The Silver Wings Wingwalking Team, Margaret “Margi” Stivers and pilot Hartley Folstad, performed their third air show since Stivers’ return from knee surgery. Always a crowd-pleaser, Stivers was particularly popular with the youth. She capped her flawless routine with a flyby, displaying the U.S. flag as a tribute to its troops and veterans. After signing autographs, she allowed several young spectators to climb to the upper wing of the Stearman biplane used in her performance.
The highlight of the show was pilot Lt. Adam “Hander” Stieve’s demonstration of the Navy’s F/A-18C fighter. The West Coast demonstration team from Strike Fighter Squadron 125, the “Rough Raiders,” based at Naval Air Station Lemoore, brought two aircraft to the show. Stieve demonstrated high and low speed maneuvers, including a vertical climb and a “high-alpha” pass.
Over the two days of the show, activities halted several times as CDF and USFS aircraft dispatched to answer fire calls in the Southern California area. On one occasion, the tankers made a water drop over the airport to empty their tanks. They landed and were hot-loaded with retardant prior to departing.
A diverse mix of aircraft was on static display at the show. Classic Rotors, based at Ramona, displayed its Piasecki H-21 Shawnee “Flying Banana,” a fully restored Aérospatiale Alouette II and a Hiller H-32 Hornet.
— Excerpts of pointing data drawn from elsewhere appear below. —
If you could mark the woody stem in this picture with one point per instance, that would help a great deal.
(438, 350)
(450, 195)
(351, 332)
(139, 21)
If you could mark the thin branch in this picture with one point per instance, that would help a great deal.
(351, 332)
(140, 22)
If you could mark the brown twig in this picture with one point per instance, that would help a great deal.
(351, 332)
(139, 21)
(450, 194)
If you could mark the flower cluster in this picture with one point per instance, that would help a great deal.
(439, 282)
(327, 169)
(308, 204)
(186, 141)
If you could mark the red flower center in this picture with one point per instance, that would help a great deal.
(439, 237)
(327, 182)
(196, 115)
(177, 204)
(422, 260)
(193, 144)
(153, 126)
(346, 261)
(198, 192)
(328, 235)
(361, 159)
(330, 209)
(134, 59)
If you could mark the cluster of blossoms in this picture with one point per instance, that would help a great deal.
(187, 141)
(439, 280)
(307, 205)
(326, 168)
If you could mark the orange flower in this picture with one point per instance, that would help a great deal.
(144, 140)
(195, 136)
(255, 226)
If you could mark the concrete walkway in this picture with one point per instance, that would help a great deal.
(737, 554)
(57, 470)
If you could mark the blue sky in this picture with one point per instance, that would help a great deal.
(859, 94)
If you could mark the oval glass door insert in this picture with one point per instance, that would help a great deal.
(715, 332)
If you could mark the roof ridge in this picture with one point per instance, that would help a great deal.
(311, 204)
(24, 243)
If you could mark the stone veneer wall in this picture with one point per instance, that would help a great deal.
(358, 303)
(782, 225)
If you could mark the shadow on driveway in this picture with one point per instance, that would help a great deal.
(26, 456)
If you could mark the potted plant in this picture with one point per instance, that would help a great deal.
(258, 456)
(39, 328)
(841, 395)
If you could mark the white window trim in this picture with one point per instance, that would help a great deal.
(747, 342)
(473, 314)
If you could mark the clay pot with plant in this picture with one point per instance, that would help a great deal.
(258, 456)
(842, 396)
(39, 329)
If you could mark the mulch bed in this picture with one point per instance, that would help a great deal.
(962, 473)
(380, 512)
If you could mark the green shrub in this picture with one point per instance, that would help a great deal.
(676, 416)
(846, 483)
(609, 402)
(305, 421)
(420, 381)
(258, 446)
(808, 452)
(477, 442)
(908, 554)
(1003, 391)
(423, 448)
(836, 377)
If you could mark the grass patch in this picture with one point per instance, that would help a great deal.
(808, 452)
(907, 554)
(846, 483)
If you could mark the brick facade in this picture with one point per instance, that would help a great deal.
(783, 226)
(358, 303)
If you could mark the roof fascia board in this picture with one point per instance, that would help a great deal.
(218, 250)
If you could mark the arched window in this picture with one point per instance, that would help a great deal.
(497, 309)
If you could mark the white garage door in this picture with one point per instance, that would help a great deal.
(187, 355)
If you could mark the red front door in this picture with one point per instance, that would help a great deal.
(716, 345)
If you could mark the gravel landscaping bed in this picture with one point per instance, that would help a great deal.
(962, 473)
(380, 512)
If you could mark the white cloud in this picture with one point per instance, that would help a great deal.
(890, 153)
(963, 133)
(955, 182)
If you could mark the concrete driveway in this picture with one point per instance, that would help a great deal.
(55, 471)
The H-32 is unique in that two ramjets on the rotor tips, weighing 40 pounds apiece, power the rotor. Also on display were a mint Cessna 195, a pair of Sukhoi SU-29s, a two-seat version of the SU-26 and a beautifully painted Aero Vodochody L-39 Albatross, piloted by Brian Shaul. The Navy brought two Beech Aircraft T-34 Turbo Mentors, which are used as primary flight trainers for Navy and Marine Corps pilots.